California Governor Jerry Brown won’t touch scholarship funding for illegal immigrant students while he cuts scholarship funding for middle-class U.S. citizens enrolled in higher education institutions, Campus Reform reports.
Awash in another budget deficit expected to hit $2 billion by this summer, Brown decided to trim education expenses — but spending on scholarships for illegals will continue to increase.
The 2017-18 Governor’s Budget detailed Brown’s intention of phasing out the Middle Class Scholarship program, which assists students who come from households with a combined income of $156,000 or less with 40 per cent of their tuition costs.

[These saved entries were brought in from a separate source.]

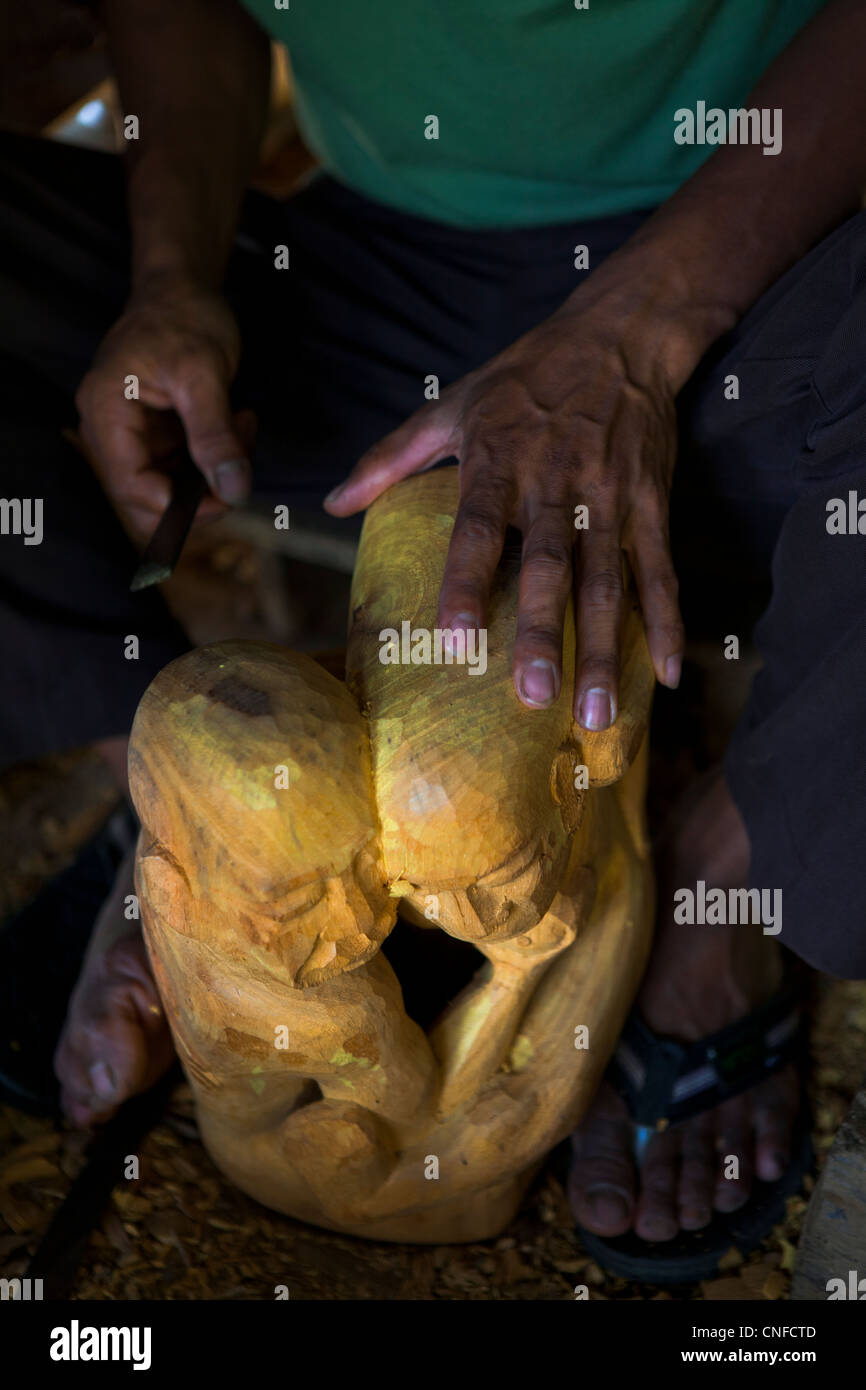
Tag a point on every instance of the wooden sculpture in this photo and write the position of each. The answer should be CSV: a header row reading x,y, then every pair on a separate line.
x,y
289,820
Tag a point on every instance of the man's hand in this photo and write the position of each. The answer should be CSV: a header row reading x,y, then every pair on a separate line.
x,y
577,412
181,342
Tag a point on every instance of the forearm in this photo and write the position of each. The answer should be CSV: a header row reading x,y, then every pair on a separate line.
x,y
196,74
708,253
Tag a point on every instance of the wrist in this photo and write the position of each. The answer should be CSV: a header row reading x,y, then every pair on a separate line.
x,y
659,305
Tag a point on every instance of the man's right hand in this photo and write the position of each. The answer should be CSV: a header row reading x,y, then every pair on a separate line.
x,y
182,345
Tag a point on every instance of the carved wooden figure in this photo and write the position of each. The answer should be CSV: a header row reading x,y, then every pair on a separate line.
x,y
289,820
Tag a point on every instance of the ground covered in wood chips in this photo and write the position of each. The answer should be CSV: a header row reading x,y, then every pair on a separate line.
x,y
181,1230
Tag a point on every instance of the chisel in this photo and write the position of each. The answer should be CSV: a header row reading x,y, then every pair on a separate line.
x,y
167,541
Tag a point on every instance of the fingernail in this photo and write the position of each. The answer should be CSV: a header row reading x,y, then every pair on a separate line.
x,y
595,709
231,481
103,1080
538,683
608,1207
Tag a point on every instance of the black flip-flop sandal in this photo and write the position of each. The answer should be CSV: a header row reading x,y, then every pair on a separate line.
x,y
42,950
663,1083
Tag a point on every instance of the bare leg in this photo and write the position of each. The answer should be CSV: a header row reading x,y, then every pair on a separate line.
x,y
699,979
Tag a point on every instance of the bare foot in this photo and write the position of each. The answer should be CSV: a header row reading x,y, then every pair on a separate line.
x,y
699,979
116,1040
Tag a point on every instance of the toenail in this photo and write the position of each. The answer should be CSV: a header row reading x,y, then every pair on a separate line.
x,y
103,1080
608,1205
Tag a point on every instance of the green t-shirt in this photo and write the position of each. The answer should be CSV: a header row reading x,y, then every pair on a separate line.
x,y
545,113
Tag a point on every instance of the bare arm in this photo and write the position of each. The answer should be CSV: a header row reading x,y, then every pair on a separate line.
x,y
196,74
581,409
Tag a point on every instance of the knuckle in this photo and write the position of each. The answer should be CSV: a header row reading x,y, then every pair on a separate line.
x,y
548,553
602,666
602,588
662,587
480,526
538,634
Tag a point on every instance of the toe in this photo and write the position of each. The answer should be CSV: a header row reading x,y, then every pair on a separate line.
x,y
601,1183
656,1211
697,1173
774,1107
734,1154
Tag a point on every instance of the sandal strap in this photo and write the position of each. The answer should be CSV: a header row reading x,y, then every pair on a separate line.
x,y
665,1082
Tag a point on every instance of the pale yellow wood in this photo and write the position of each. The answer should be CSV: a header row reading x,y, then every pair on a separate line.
x,y
414,786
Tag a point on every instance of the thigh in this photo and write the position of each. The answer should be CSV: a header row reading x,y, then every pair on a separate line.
x,y
376,310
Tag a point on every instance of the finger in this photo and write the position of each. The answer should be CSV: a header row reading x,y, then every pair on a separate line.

“Given the state’s overall financial condition, to continue the Administration’s support for long-term stable growth in funding…and to maintain the broad Cal Grant entitlement for the state’s neediest students, the Budget proposes a phase-out of the Middle Class Scholarship Program,” reads the budget.
The demise of the program is expected to achieve savings for the state of approximately $115 million per year by 2021.
But despite looming economic catastrophe, Brown isn’t keen on reducing scholarships for illegals who are routinely rewarded under the DREAM Act.
The Legislative Analyst’s Office (LAO) examined last year’s proposed budget and found that “implementation of the California Dream Act, which beginning in 2013–14 made certain undocumented and nonresident students eligible for state financial aid, accounts for $67 million of the increase in Cal Grant spending,” their report indicated.
Paul Golaszewski, Principal Fiscal & Policy Analyst for the LAO, told Campus Reform that the DREAM Act is going to cost California taxpayers $88.6 million in fiscal year 2017/18.
Many middle-class families are outraged that student illegals are untouched by budget cuts while Brown is disinterested in the financial burdens of middle class families living in highly-taxed California. They say Brown’s plan lacks a basic comprehension of middle-class need.
“I wake up in the middle of the night thinking about this stuff,” Jill Cohen-Sandler, who has a daughter who plans to attend college, said in an interview with the Los Angeles Times. “I’m constantly calculating, how are we going to make this work?”
Rafi Sands, a UCLA student and vice president of Undergraduate Students Association Council, says Brown is fueling anger and confrontation in his state.
“It’s pitting groups of students against each other,” he told Campus Reform. “There’s an idea that middle-class students don’t deserve to be asking for aid and don’t need it, but from what I’ve seen, people could not be more wrong about that.”